Until a reliable coverage of NAMRIA CORS Network (PageNet) is available across your area it is recommended that a Control Point be established every 1.0 km along a road way. This pint is best placed away from the roadway on public land. This allows surveyors, contractors or inspectors to work quickly and efficiently when laying out, constructing and checking the road design. A concrete plinth with a Number, date of installation and by whom should be noted on a stainless steel plate fixed into the concrete.
Using the Total Station method, data was collected at the 20m cross section stations along the center line of the road chosen by the surveyor. This is tedious and no longer necessary. If the center line is known or existing the surveyor will collect points regularly and randomly along this route where ever there are features or elevation variations. Distance is not important (maximum distance between points is 50m), however it is advisable to collect more center line data on bends and corners if the space for the road is limited (this allows designers to work within these constraints).
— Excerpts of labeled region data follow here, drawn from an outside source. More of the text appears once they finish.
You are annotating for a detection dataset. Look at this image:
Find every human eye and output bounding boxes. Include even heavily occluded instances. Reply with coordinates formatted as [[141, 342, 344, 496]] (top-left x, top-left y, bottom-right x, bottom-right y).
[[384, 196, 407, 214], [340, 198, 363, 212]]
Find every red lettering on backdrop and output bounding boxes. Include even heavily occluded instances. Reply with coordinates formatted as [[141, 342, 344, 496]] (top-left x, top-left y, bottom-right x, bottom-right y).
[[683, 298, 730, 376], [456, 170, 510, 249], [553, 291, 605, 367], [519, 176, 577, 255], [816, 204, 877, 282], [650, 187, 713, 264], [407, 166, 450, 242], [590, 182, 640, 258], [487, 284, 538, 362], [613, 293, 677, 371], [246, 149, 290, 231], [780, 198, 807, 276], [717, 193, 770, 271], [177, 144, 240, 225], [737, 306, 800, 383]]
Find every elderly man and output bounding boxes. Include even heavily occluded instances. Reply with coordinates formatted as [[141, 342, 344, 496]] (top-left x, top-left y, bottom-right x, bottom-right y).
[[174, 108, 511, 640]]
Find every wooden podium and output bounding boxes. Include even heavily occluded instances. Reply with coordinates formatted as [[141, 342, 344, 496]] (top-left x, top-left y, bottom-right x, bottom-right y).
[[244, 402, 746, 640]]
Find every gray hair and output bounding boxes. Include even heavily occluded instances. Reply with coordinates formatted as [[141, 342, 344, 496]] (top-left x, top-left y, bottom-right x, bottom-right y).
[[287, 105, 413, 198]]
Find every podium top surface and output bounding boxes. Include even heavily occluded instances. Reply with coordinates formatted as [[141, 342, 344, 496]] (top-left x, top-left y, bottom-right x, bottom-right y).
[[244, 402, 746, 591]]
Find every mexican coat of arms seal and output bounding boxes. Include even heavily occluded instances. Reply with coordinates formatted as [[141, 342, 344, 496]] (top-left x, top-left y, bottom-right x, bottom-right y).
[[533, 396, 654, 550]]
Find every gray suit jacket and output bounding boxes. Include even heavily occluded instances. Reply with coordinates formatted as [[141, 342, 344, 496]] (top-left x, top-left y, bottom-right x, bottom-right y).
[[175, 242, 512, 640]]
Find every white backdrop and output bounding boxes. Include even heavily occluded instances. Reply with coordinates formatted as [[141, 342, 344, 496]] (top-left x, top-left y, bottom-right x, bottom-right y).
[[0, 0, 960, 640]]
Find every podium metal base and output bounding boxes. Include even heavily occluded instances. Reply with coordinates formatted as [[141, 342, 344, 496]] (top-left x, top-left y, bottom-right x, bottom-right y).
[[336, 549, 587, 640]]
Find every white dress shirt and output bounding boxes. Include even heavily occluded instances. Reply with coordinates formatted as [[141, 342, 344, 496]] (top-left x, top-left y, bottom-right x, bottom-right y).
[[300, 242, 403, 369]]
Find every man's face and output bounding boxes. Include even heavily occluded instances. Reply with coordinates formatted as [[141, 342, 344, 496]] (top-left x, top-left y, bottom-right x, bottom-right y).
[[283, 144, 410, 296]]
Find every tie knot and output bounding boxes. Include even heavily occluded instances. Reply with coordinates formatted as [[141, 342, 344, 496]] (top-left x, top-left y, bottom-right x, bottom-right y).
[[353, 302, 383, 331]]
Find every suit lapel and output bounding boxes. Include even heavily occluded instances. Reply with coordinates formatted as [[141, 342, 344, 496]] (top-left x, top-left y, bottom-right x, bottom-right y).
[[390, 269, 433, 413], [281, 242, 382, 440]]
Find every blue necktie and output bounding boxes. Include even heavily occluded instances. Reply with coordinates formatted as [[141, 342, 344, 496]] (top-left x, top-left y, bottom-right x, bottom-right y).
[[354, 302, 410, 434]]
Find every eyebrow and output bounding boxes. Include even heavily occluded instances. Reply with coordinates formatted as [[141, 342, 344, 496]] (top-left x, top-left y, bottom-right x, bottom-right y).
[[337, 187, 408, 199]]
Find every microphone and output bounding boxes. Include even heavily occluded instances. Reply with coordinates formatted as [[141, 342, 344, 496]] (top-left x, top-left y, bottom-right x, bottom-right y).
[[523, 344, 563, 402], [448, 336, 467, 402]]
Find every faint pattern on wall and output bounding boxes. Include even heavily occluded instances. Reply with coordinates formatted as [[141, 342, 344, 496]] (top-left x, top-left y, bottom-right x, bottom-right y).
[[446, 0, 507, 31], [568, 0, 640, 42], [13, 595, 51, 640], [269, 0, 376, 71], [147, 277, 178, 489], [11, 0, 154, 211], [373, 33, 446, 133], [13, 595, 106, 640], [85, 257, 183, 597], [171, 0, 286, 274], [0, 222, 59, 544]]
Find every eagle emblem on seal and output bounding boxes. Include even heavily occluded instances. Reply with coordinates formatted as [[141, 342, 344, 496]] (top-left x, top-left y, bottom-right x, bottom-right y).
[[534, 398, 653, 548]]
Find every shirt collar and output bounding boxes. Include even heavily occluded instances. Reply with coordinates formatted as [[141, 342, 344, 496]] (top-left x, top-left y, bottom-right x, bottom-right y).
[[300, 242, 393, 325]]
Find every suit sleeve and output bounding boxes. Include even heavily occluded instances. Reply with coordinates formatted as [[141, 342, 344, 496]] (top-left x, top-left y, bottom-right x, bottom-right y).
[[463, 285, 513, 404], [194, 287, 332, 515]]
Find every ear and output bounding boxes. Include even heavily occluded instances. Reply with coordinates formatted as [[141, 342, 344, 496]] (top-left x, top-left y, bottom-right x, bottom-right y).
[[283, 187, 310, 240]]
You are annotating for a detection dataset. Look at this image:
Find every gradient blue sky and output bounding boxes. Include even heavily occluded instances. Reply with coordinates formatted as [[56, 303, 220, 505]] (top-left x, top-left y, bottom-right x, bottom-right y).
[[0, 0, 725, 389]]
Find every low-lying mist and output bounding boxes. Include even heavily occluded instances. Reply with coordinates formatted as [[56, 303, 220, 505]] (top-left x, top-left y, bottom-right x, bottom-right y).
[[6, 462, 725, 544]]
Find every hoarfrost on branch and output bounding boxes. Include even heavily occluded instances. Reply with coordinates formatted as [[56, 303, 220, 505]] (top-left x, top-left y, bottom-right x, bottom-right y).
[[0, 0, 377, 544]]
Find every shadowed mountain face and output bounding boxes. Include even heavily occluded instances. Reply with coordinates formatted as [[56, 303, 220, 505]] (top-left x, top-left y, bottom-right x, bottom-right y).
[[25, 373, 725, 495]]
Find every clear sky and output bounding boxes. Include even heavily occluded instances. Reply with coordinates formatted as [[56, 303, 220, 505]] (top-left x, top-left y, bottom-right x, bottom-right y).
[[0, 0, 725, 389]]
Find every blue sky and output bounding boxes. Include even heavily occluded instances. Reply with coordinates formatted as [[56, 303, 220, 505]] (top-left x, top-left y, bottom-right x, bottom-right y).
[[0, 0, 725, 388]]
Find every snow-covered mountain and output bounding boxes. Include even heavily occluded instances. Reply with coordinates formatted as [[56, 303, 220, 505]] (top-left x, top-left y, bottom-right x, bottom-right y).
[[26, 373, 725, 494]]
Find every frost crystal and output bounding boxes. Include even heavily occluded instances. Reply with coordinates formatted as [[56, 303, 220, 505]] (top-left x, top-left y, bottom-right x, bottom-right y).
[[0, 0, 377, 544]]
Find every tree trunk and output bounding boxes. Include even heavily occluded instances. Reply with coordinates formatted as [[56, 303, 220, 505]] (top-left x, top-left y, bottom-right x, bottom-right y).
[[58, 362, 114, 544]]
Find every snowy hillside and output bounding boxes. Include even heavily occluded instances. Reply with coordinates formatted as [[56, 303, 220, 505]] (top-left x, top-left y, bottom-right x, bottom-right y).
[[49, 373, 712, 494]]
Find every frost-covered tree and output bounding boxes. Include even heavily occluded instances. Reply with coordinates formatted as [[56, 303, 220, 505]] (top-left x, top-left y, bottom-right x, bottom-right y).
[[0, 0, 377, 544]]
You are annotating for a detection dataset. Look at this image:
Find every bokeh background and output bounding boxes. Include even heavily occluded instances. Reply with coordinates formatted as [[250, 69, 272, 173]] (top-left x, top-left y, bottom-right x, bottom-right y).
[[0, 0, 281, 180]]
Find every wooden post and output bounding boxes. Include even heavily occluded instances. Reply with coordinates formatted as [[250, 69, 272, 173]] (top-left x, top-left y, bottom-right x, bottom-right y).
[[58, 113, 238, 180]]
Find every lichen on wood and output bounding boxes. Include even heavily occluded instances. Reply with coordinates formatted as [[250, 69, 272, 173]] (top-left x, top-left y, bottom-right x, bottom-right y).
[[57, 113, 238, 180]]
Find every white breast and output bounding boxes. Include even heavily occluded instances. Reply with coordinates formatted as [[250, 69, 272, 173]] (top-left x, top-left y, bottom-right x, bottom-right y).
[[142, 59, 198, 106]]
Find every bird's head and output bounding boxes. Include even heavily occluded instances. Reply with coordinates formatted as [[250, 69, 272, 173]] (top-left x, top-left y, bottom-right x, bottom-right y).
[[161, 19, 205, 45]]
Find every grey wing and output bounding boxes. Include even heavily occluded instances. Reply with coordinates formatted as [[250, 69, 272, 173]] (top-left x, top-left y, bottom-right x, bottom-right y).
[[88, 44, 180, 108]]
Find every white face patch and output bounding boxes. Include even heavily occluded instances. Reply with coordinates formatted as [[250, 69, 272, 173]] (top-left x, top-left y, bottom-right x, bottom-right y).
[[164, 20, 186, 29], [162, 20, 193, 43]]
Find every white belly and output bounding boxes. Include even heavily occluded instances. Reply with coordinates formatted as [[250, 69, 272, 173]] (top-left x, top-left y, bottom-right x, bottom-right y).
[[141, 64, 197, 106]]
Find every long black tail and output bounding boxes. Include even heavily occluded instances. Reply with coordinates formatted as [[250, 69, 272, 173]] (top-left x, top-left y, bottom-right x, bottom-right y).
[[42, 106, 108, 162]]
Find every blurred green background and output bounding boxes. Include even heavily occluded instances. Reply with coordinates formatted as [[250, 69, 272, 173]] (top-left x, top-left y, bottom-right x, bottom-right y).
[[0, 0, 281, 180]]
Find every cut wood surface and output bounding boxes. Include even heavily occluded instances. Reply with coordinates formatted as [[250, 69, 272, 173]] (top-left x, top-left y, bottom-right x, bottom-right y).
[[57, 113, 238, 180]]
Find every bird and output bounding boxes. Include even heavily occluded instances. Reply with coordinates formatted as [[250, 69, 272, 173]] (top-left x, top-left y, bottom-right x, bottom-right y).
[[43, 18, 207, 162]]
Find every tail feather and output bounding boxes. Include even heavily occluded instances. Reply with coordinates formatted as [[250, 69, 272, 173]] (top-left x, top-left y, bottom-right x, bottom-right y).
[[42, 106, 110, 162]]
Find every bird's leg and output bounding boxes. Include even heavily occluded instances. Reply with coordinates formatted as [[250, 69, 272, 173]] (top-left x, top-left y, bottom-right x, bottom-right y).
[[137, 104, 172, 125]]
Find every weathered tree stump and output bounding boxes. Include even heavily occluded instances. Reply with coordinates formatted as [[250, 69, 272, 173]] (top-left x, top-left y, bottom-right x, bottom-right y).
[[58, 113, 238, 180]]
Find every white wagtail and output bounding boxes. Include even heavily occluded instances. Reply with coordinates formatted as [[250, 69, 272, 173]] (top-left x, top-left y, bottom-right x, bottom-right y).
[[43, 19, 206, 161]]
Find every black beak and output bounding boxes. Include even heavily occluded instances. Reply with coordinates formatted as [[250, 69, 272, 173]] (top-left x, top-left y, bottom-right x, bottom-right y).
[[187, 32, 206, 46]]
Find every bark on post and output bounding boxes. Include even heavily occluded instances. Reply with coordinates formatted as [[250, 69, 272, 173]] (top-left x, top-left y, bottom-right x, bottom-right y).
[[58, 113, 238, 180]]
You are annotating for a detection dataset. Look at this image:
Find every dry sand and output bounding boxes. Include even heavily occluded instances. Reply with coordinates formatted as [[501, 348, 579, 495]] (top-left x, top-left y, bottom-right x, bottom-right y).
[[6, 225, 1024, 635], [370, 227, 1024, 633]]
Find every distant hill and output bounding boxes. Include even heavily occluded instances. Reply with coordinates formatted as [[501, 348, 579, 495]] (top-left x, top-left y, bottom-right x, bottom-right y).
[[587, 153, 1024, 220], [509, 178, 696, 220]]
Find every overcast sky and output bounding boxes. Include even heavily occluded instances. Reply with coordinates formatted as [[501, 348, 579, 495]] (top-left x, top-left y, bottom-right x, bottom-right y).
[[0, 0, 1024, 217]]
Where the road is flanked by legal boundary points (posts, fences etc.) an expedient method of locating the center line is to collect points along the legal boundaries then in either Carlson SurvCE or on the desktop using and Carlson Civil join the points between the boundaries, creating way points at the mid-point between the boundaries. Once the surveyor is satisfied with the position of the center line the surveying process is simple. Surveyors will then collect topographical data where ever there is a change in the topography (no closer than 20m apart) including the shape of the terrain at least 20 meters either side of the assumed center line…50 meters is recommended. The location of existing drains and culverts is also recommended plus any features that may influence the design of the road. traversing the center line and edge of the road way.
Where possible attach the Rover to a vehicle and collect data in Auto by Interval mode on the GPS controller. This reduces time and legs allowing a survey team to survey kilometers instead of hundreds of meters in a day.
In most surveys the limitations of UHF radio communications distances (1-2kms) will control the number of times the base will be projected forward. Install a base location pin no less than 150mm in length at each projected base point. Record the projected base point in Carlson SurvCE for future reference and retrieval.